The couple’s last months together are further blighted by enduring worry about their daughter, Stella, a failed poet who has taken up with a wholly unsuitable man. Frances understands Jimmy’s bad-boy allure. He projects “an air of menace, cocksureness. Beating you back with his eyes and his tattoos, like a sports car idling, waiting for the light to change.”
Like many battered women, Stella sticks with this hostile ex-con out of loyalty, love and fear. The Godwins ache for her, as do many aging couples who must watch passively while grown children make catastrophic decisions. But what can you do, beyond hope for the best and keep lines of communication open?
Then Jimmy gets out of jail again and begins demanding money from the Godwins, threatening to take it out on Stella if they don’t comply. At Paul’s insistence, Frances changes the locks, gets a guard dog, installs a security system and buys a gun to keep by the bed.
Paul dies, and Frances is adjusting to widowhood when she gets the phone call she has always dreaded: Stella is in a hospital. Jimmy has pushed her out of a moving vehicle at 40 miles an hour on an interstate highway exit ramp.
Frances knows where to find Jimmy, and she has that gun. With cool deliberation, she tracks him down and looks this proven, unrepentant menace in the eye with her finger on the trigger of a .38-caliber pistol.
The sudden, irreversible finality of death is one of Hellenga’s themes, but in his earlier novels, violence came as a blow from beyond: a terrorist attack, a car wreck. This time he follows his character into her own cold and murderous anger.

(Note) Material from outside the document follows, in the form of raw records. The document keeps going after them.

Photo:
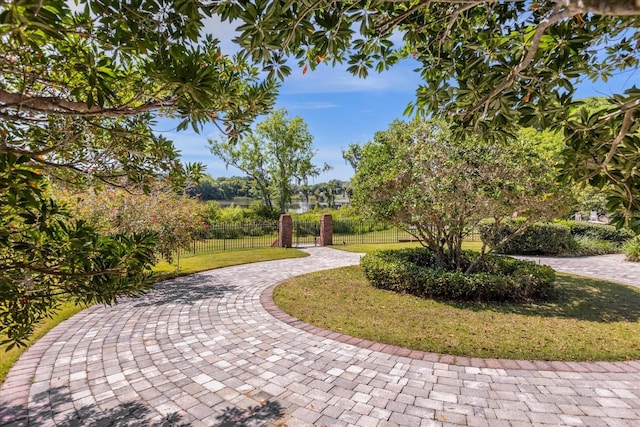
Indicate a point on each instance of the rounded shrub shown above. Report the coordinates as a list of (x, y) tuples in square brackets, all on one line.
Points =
[(631, 249), (496, 278)]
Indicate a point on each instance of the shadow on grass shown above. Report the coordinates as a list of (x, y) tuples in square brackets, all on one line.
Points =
[(577, 298), (46, 408), (183, 290)]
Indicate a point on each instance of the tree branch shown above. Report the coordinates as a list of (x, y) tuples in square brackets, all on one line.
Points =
[(524, 63), (59, 106)]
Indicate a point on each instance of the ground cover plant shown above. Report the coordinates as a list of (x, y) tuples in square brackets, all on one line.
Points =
[(585, 320), (163, 271)]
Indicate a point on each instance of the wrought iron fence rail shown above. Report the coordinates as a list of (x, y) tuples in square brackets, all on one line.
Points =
[(248, 235)]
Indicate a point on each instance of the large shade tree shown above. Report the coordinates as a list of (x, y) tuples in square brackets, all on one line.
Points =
[(438, 189), (81, 86), (490, 67)]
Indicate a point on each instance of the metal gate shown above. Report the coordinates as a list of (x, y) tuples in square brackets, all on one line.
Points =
[(305, 232)]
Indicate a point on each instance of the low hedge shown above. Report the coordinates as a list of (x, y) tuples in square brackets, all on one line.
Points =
[(556, 238), (538, 239), (604, 232), (498, 278)]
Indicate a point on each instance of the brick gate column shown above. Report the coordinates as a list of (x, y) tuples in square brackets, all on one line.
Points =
[(285, 230), (326, 230)]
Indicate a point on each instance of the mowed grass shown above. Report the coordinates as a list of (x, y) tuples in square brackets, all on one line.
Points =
[(587, 320), (164, 270)]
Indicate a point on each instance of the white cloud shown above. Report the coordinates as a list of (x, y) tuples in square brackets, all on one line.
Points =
[(310, 105)]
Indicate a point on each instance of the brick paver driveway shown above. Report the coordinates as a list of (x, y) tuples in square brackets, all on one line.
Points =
[(210, 349)]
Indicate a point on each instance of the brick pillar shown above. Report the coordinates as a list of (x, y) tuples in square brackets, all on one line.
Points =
[(326, 230), (285, 237)]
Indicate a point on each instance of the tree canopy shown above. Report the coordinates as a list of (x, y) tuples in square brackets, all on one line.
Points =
[(489, 67), (82, 85), (278, 154)]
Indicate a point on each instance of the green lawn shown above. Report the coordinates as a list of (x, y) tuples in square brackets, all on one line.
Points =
[(587, 319), (189, 265)]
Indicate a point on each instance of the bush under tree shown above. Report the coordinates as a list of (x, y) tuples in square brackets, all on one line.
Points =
[(420, 178)]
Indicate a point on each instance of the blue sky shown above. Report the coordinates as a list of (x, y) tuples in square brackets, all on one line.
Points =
[(338, 108)]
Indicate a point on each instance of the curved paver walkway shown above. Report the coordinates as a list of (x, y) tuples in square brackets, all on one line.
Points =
[(208, 350)]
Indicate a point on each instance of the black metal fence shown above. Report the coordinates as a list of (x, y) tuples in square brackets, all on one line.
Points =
[(228, 236), (247, 235)]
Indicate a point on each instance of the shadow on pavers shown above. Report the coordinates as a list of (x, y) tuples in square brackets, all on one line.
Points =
[(183, 290), (127, 414)]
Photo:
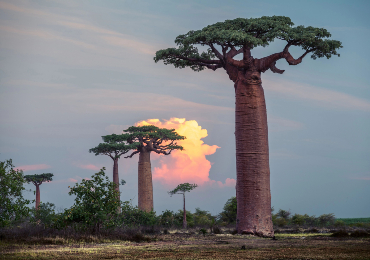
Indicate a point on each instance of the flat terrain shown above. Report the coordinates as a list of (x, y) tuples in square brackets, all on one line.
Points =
[(195, 246)]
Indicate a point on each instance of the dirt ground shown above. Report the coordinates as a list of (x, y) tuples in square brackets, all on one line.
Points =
[(195, 246)]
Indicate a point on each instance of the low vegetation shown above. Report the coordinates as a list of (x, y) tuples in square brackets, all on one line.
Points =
[(94, 221)]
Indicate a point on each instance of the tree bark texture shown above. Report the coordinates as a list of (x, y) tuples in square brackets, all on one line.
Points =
[(184, 223), (145, 184), (37, 196), (252, 157), (115, 176)]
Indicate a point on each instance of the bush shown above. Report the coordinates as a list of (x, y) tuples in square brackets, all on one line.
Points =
[(280, 222), (298, 219), (167, 218), (96, 204), (339, 223), (326, 219), (45, 215), (13, 207), (133, 216), (285, 214), (179, 216)]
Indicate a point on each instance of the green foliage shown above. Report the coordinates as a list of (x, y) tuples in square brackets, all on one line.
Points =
[(133, 216), (95, 204), (179, 218), (182, 188), (228, 214), (160, 138), (283, 214), (13, 206), (167, 218), (250, 32), (114, 146), (349, 221), (326, 219), (203, 231), (203, 218), (37, 179), (45, 215), (298, 219), (339, 223), (279, 221)]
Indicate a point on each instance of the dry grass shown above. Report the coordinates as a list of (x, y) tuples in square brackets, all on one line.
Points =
[(194, 246)]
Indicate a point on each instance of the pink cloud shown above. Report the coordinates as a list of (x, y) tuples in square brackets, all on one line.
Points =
[(89, 167), (32, 167)]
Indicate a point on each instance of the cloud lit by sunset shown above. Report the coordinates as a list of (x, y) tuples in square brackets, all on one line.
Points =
[(189, 165)]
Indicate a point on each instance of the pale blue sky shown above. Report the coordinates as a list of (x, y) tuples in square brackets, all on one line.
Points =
[(72, 71)]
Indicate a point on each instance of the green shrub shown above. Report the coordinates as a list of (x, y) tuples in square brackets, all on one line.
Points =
[(13, 207), (95, 206), (133, 216), (179, 218), (167, 218), (339, 223), (285, 214), (326, 219), (45, 215), (228, 214), (298, 219), (280, 222)]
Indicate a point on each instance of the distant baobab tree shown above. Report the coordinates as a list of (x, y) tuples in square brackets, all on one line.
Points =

I found the result gripping and unpredictable. Like Frances, I am a little old gray-haired lady, well-educated and well-traveled, with a calm, cerebral life. Like Frances, I grew up with guns. Like her, I am aware of my capacity for Homeric rage when somebody hurts someone I love. But could I pull that trigger? I don’t know.
Neither does Frances until the moment comes. Then she lives with her decision. More confessions follow: to her lawyer, to her priest, to God and to those who read this fine novel.
Mary Doria Russell has written five novels, including “The Sparrow,” which is due out next spring.
The Confessions of Frances Godwin, by Robert Hellenga (303 pages; Bloomsbury; $26)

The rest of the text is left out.